Et patati et partita

L’archet entame la Partita n° 2 et l’espace surgit – dans l’imaginaire et entre les côtes -, comme à chaque fois que résonne Bach au violon. Chose rare, Maxim Vengerov le joue à la vitesse parfaite pour moi : sans lenteur excessive qui confinerait au maniérisme, mais bien plus lentement que le rythme auquel la jeunesse virtuose se laisse souvent entraîner. Là, on a le temps d’entendre la joie et la tristesse s’élever adossées, discernables mais indissociables, les deux faces d’une même pièce : la nef d’une église, ses immenses colonnes qui s’élèvent, la poitrine à leur pied qui s’abaisse dans un souffle régulier, où l’expiration ne se distingue plus du soupir. Si ça s’accélère parfois, c’est uniquement parce que la joie essaye de prendre la tristesse de vitesse, et je pense à tous ces petits arcs de vie quotidiens, les joies miniatures que l’on se donne pour ne pas voir et soutenir du regard les grands arcs, ceux qui nous font ce que nous sommes et nous entrainent, vers notre fin et notre forme. Il y a là une certaine noblesse sans doute, une beauté, dont l’accélération nous soulage momentanément, avant de nous rendre apaisés – au plus proche de l’apaisement que le permet la fatigue – au cours des choses. Tout est là, la lenteur au coeur de la vitesse, la vitesse au coeur de la lenteur, la vie qui passe à toute allure parce qu’elle piétine, et dure parce qu’on se précipite dans les jours sans cesse renouvelés, identiques, renouvelés. Tout est là, et j’entends dans le grincement de l’archet celui d’une corde, le long d’un cercueil qui descend ; la terre, les branches au ciel, et le chuintement, l’emballement ténu font palpiter la pellicule de tout une vie qui défile devant vos yeux (je vois l’image de la pellicule, pas les images qu’elle devrait me montrer – force de l’abstraction, il n’est pas encore temps). Et ça reprend, ça n’a jamais cessé, tout est là, jusqu’au dernier son, tenu longuement – non pas comme un chanteur virtuose ferait durer les dernières notes : jusqu’à ce que la musique se tienne à la lisière du bruit qui la défait, bien plus que le silence où elle résonne, nous assourdit.

Quelques mesures avant la fin les talons du violoniste décollent, mais cet extrême soulèvement mis à part, Maxim Vengerov ne bouge pas. Son visage est bien traversé de mimiques par la musique, mais ses pieds restent ancrés, ne bougent pas autrement que par les reflets qui glissent sur les chaussures vernies. Cette absence totale de gesticulation, loin d’être monotone à observer, conduit à une forme d’hypnose ; la luminosité semble varier à force de tant de fixité, le regard coulisse avec l’archet et on n’est plus que ce mouvement, cette musique. Les pensées continuent de me traverser mais elles n’agrippent plus, ne s’entortillent plus sur elle-mêmes, prêtes à être développées ou ruminées ; entraînées par le flux musical, elles m’entraînent au plus proche de ce que je peux concevoir de la méditation.
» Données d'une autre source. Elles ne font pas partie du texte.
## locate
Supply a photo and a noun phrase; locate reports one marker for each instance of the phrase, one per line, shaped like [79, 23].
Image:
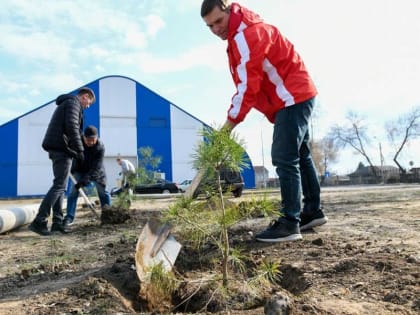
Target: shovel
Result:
[155, 245]
[82, 192]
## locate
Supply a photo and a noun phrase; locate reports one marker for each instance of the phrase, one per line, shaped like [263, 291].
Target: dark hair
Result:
[208, 5]
[86, 90]
[90, 131]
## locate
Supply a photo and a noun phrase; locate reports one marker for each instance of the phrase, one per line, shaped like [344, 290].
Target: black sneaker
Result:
[59, 227]
[309, 220]
[280, 231]
[68, 222]
[39, 228]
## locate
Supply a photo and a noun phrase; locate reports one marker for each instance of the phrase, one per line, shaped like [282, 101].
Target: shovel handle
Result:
[82, 192]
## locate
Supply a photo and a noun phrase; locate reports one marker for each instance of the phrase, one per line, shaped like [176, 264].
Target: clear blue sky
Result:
[363, 55]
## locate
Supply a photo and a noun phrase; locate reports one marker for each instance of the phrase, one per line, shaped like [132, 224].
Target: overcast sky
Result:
[363, 55]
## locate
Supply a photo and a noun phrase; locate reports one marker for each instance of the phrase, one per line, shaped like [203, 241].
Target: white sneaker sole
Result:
[314, 223]
[292, 237]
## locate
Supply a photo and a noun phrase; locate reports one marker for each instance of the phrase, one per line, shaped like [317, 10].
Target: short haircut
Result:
[86, 90]
[208, 5]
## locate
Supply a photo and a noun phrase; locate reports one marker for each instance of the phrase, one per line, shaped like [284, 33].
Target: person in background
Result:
[91, 169]
[271, 77]
[63, 142]
[128, 171]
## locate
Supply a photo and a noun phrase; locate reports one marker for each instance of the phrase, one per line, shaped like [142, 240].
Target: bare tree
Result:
[324, 152]
[353, 135]
[401, 130]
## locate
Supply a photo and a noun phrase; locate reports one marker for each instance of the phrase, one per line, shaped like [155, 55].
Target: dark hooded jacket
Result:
[64, 132]
[92, 167]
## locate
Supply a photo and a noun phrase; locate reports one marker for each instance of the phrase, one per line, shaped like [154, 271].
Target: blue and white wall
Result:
[128, 116]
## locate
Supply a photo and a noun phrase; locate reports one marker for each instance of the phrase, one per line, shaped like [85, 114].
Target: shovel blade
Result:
[155, 245]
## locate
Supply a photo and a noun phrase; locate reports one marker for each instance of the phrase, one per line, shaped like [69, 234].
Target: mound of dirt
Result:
[113, 215]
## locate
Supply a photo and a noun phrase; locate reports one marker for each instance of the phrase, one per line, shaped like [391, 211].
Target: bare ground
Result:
[365, 260]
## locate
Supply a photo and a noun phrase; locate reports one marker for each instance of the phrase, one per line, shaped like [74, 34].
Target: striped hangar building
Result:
[128, 116]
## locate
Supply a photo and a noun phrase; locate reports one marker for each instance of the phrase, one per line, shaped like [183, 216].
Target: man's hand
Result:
[81, 183]
[80, 157]
[228, 126]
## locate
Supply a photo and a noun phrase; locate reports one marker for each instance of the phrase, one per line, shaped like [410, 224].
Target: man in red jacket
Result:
[271, 77]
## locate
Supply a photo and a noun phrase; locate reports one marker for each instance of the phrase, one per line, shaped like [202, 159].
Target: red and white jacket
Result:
[268, 73]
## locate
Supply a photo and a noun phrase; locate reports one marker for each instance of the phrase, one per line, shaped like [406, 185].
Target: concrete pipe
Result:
[17, 216]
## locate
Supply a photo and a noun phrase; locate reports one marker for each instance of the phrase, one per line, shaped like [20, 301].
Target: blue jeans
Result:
[61, 163]
[104, 198]
[292, 158]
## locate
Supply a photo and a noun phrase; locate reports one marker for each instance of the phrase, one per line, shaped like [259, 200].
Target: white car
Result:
[184, 185]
On ne peut pas en dire autant de la suite. Comme voulez-vous qu’après tant de justesse, tout ne paraisse pas accessoire, même avec Roustem Saïtkoulov en renfort au piano ? Mozart dans son salon brillant (Sonate K 454), Schubert en soit-disant Fantaisie, Scherzo de Brahms : trop de notes, trop de décorations, l’archet scie des copeaux de feuilles d’acanthe, il y en a partout, à profusion, ça irrite les voies respiratoires et je n’attends qu’une chose : qu’on en fasse un grand feu de joie. Ce à quoi obligeamment se plie Brahms, avec trois danses hongroises dont la virtuosité brûlent les doigts.

(Retour au calme, en bis, avec un passage lent d’Elgar, et un autre morceau dont j’entends le titre mais pas l’auteur, couvert par l’enthousiasme de fans plus au fait.)
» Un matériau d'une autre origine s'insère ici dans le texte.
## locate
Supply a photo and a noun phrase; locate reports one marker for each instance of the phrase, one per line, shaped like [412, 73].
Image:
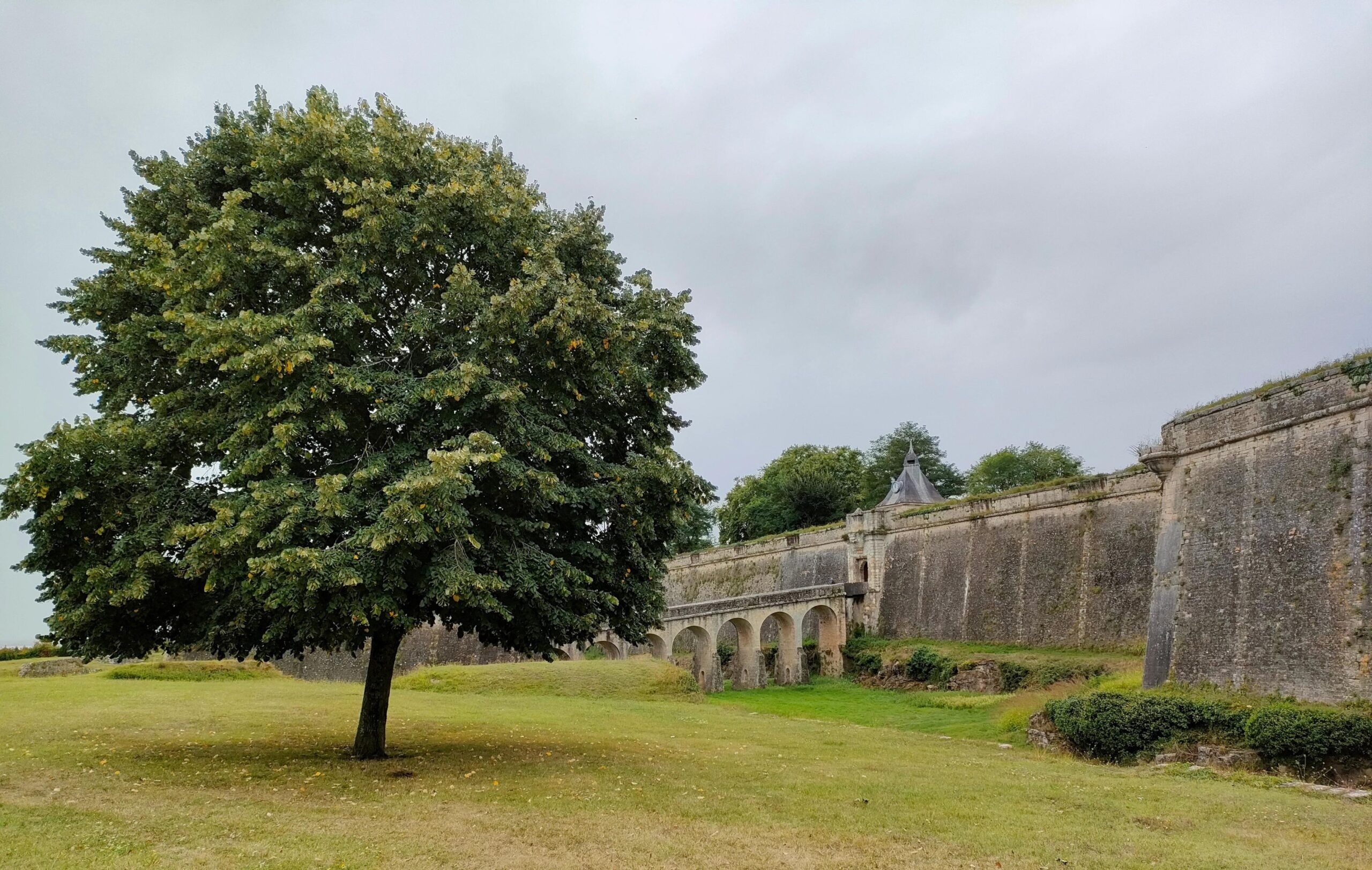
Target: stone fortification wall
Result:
[1263, 563]
[1069, 565]
[1062, 566]
[785, 561]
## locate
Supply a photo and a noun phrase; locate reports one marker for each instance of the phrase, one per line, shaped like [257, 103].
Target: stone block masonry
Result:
[1263, 559]
[1242, 556]
[1060, 566]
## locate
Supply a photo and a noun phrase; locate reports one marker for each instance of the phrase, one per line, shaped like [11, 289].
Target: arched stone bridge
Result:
[703, 621]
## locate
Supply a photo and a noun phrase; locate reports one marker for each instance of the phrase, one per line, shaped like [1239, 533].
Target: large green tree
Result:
[1013, 467]
[354, 377]
[887, 458]
[804, 486]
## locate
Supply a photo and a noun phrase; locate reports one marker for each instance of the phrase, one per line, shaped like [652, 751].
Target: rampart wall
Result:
[1068, 565]
[1263, 563]
[1243, 556]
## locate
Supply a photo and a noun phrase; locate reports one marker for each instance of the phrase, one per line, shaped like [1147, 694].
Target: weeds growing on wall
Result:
[43, 649]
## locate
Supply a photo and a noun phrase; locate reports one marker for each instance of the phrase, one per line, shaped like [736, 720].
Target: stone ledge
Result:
[756, 600]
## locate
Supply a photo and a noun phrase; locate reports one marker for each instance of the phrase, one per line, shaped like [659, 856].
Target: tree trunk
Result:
[376, 696]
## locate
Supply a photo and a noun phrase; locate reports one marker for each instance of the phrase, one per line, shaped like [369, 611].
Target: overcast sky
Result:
[1008, 221]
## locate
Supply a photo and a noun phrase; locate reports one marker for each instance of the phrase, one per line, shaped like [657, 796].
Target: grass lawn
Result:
[132, 773]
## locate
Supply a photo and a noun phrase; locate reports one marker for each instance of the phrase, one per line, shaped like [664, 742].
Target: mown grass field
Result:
[133, 773]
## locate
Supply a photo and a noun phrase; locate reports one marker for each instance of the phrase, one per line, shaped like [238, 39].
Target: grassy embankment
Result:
[528, 773]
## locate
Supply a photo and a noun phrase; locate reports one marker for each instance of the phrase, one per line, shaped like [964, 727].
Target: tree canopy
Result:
[887, 458]
[354, 377]
[1013, 467]
[804, 486]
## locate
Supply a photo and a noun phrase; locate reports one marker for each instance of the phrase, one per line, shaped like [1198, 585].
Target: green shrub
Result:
[1061, 671]
[1309, 737]
[868, 662]
[43, 649]
[1117, 726]
[928, 666]
[1013, 676]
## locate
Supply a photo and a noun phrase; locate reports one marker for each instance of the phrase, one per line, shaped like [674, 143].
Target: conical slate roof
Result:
[912, 488]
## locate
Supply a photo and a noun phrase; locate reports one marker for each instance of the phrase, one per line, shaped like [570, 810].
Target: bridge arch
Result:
[660, 644]
[789, 665]
[747, 669]
[700, 641]
[611, 649]
[829, 640]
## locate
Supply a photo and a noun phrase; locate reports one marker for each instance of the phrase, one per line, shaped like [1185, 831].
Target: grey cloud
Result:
[1060, 221]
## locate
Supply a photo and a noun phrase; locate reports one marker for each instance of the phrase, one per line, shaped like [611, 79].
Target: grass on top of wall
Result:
[896, 649]
[1356, 365]
[766, 538]
[194, 671]
[640, 678]
[1020, 490]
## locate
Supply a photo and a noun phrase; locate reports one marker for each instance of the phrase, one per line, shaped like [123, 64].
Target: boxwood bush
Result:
[1117, 726]
[928, 666]
[1309, 737]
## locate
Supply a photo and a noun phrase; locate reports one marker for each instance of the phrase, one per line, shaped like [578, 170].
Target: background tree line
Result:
[810, 485]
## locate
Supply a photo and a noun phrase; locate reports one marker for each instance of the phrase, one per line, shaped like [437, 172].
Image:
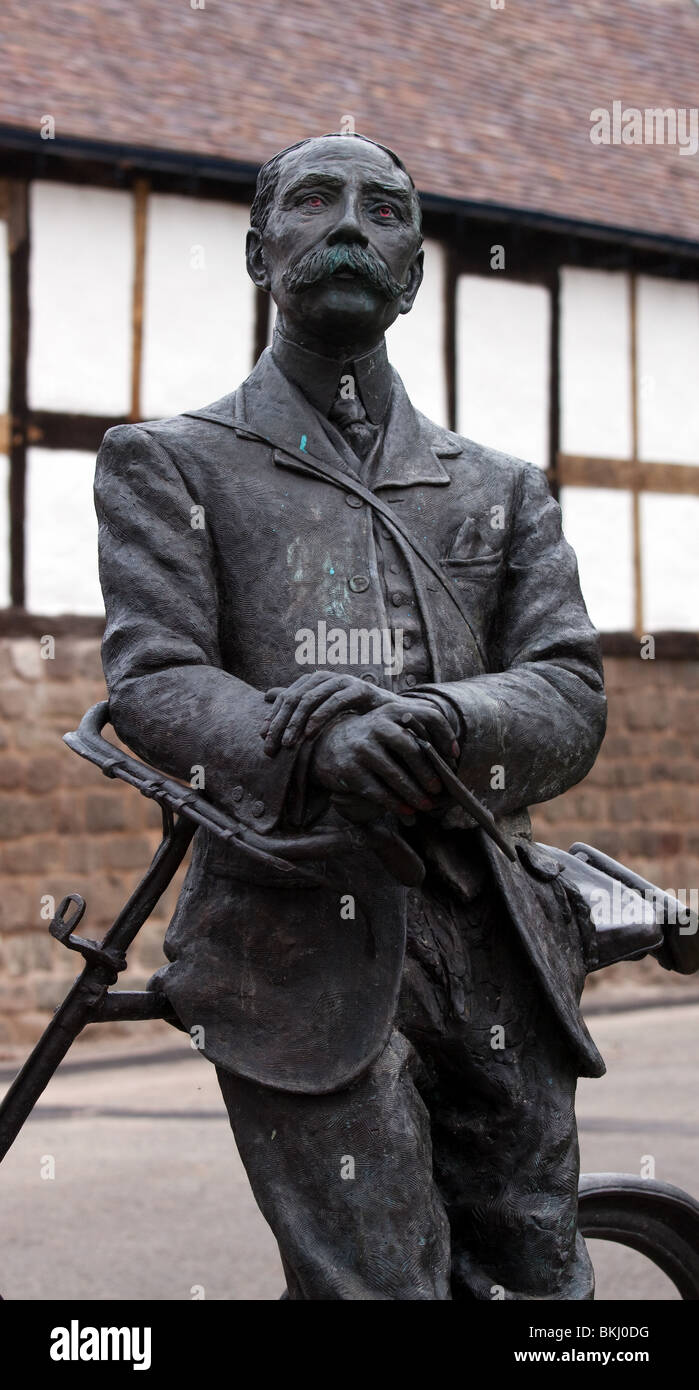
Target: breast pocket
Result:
[473, 569]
2 réflexions sur « Et patati et partita »

  1. Joli texte sensible pianoté avec talent. Toujours étonnant de voir que 300 ans plus tard, Bach a toujours le même impact sur ses admirateurs (admiratrices).
    Bonne journée.
    Si vous avez l’occasion, je recommande les derniers quatuors de Beethoven. Dans le registe combat de l’hiver et du printemps, c’est sublime.

    1. Merci pour ce gentil commentaire. Je note les quators pour essayer d’effacer mon réflexe dubitatif face à Beethoven.